Pour moi, le fétichisme c’est la représentation d’un objet qui perd son sens initial pour en prendre un autre, dans un processus de transformation. Il est donc cohérent que je me sois investi dans ce milieu, particulièrement dans le cadre des soirées que nous organisons avec ALIEN NATION depuis 1999. C’est son aspect créatif et délirant que j’apprécie, le mélange des genres et surtout la possibilité de faire se rencontrer des artistes et des gens acteurs de leurs fantasmagories dans un cadre festif. Je n’aime pas l’aspect conventionnel (je hais les uniformes) et l’esprit de chapelle de certains participants. En ce qui me concerne, ce milieu doit s’ouvrir sur l’extérieur et se nourrir de toutes sortes d’influences pour conserver sa force et son pouvoir transgressif.
Les premières soirées Fetish me faisaient penser à l’époque des débuts du Punk.

Les filles dénudées, souvent passées à la moulinette du corps déchiré, sont très présentes dans votre travail. Comment rencontrez vous et choisissez-vous vos modèles ?
Mes modèles sont des ami(e)s ou des rencontres fortuites, quelquefois des personnes qui me contactent parce qu’elles connaissent mon travail. Je suis quelqu’un d’assez timide et il me serait inconcevable d’aborder quelqu’un dans la rue. J’ai besoin de parler assez longuement afin de lier connaissance et envisager une prise de vue, il faut que cela présente un réel intérêt au niveau des deux parties. Aussi étrange que cela puisse paraître, pour quelqu’un qui traite du corps, c’est l’intériorité du modèle qui compte et c’est l’échange qui importe avant tout. Il y a aussi une notion de jeu, la séance doit être plaisante, quelquefois thérapeutique.
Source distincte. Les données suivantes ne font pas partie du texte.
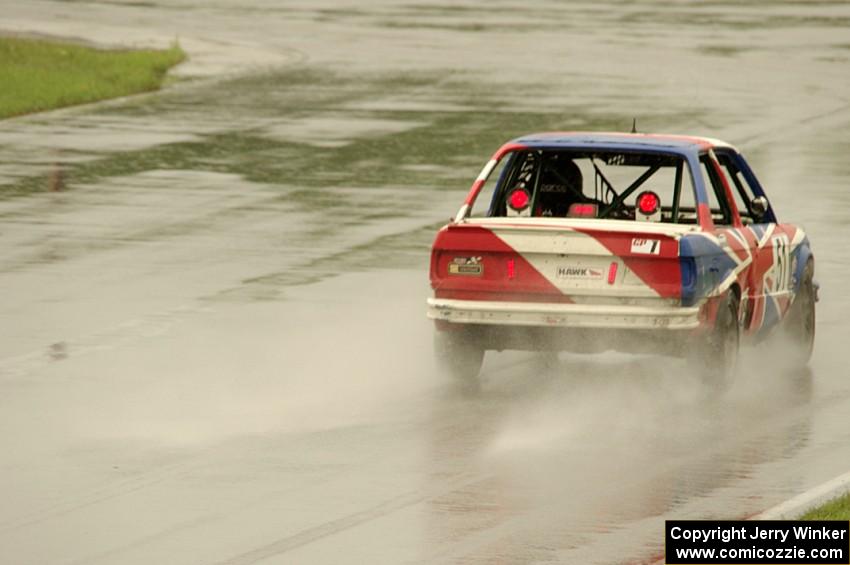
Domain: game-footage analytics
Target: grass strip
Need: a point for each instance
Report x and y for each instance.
(38, 75)
(837, 509)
Comment réagit le public féminin quand il voit vos photos ?
Souvent les filles sont plus sensibles à mes images que les garçons. Elles comprennent mieux ce qui est en jeu. Les hommes se braquent davantage sur un aspect sexuel (parce que les modèles sont nus), qui n’est pas la composante fondamentale de l’image. Mais il ne faut pas faire de généralités…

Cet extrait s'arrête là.